When it comes to the process of grieving, Morrie seemed to go back and forth with his emotions. He never denies that he is dying, but instead focuses on the time that he has left and is grateful for it. Part of the grief process is anger and Morrie shows this emotion towards his father. He reminisces on his childhood and gets upset about how his father was never there for him. It is common for people when they are dying to want to blame others, and in this case, Morrie took it out on his deceased father. When it comes to bargaining, instead of asking to live, Morrie bargains to be with the angels and somewhere good after death. “I’m bargaining with Him up there now. I’m asking Him, ‘Do I get to be one of the angels?’. Morrie never says God, but we know he’s talking to a higher power because he says “He”. Usually, people who grow up without believing in God, start to have faith near their final days. They want to be sure they go to a good place after they die. He would have times, especially at night and in the early mornings when he would be scared showing signs of depression. He missed the use of his body, especially his legs which he used to dance freely. He then realizes that he only has a little time left with his loved ones and wants to spend it being happy. Even through all the pain and suffering that he endures, he looks at himself as being lucky that he gets to tell his loved ones goodbye before he goes. This amazed me because even during the darkest times, he still is capable of finding the light. Finally, during his last couple of days, he begins to accept his death. He knew that it was coming and that he had to face it. He embraces death and knows that it is inevitable. “Aging is not just decayed, you know. It’s growth. It’s more than the negative that you’re going to die, it’s the positive that you understand you’re going to die and that you live a better life because of it”. He looks at dying as a positive thing and learns to live a better life because of it.
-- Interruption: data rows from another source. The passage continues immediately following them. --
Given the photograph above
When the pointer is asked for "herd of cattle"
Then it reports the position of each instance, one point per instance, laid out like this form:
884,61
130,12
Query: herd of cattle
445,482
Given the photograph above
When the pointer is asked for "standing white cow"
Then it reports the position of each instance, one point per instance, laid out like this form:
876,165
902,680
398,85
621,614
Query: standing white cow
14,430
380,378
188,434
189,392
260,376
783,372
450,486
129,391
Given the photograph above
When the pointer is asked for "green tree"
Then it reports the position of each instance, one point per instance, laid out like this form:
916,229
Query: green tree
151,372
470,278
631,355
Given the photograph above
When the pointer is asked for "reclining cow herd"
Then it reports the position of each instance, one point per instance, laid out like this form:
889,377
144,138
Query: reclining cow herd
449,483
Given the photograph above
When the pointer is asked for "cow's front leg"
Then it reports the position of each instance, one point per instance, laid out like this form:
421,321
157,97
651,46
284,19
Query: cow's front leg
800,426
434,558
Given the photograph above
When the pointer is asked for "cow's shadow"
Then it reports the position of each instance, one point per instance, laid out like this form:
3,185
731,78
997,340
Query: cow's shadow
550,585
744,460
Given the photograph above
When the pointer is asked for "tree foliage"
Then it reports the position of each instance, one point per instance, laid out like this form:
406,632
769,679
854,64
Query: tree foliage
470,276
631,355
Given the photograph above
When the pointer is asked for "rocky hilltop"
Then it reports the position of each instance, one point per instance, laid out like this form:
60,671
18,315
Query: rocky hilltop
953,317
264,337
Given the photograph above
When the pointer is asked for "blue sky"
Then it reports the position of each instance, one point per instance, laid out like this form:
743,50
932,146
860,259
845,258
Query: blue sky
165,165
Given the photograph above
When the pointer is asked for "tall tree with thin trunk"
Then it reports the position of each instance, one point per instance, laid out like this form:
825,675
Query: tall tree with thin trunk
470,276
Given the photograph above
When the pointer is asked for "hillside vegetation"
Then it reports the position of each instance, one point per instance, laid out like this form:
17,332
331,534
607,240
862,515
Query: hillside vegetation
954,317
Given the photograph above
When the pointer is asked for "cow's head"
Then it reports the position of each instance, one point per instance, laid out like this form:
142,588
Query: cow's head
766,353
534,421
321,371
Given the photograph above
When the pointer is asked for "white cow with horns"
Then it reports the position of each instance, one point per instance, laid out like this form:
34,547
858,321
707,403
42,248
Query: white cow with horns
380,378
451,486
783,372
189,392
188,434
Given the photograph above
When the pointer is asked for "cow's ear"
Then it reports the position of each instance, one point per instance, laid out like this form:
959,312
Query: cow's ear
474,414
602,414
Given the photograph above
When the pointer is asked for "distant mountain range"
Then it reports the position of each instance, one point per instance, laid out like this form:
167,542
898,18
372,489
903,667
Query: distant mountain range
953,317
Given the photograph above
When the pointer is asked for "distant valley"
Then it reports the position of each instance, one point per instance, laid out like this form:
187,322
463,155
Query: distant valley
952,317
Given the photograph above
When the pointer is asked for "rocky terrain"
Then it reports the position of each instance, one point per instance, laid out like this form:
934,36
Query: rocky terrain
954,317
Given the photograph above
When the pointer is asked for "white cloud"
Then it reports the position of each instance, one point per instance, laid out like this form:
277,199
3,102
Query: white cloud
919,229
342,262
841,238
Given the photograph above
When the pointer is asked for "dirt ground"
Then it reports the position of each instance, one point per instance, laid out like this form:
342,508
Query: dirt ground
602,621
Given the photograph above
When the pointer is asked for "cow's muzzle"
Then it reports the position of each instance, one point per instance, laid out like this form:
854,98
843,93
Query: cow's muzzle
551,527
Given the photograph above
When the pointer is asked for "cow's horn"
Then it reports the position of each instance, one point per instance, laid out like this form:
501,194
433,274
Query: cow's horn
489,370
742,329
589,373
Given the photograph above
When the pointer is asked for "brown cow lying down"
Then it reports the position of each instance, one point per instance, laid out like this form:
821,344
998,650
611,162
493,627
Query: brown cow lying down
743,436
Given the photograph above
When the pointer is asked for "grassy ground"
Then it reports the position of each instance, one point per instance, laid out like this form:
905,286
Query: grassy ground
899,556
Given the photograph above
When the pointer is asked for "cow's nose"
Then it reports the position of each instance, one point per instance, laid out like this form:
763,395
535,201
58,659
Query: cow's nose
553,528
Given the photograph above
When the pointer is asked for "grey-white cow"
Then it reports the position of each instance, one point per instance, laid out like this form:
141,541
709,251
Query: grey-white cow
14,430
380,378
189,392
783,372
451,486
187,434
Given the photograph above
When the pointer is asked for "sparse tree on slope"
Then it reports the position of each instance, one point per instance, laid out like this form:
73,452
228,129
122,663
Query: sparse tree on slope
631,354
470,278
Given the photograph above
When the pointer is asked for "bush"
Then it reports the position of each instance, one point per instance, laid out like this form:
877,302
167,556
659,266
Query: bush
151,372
Tuesday’s with Morrie, was my favorite book out of the two because I felt more connected with it. I put myself in his shoes and learned a lot from his important lessons. It made me rethink a lot of things and pushed me to make a change in my life. I want to be a more positive person and live each day like it is my last. I have recommended this book and The Last Lecture to my family and my friend because his dad is battling cancer. I’m hoping it will help him through this hard time and encourage him that life will still go on and be okay if and when his father passes. I was able to use a lot of what I learned in this class to better understand these books. Death is a scary topic, but we have to face that it is inevitable. Instead of being too scared to talk about it or deal with it, we should live our life to the fullest so that when our time comes, we can have no regrets and be at peace.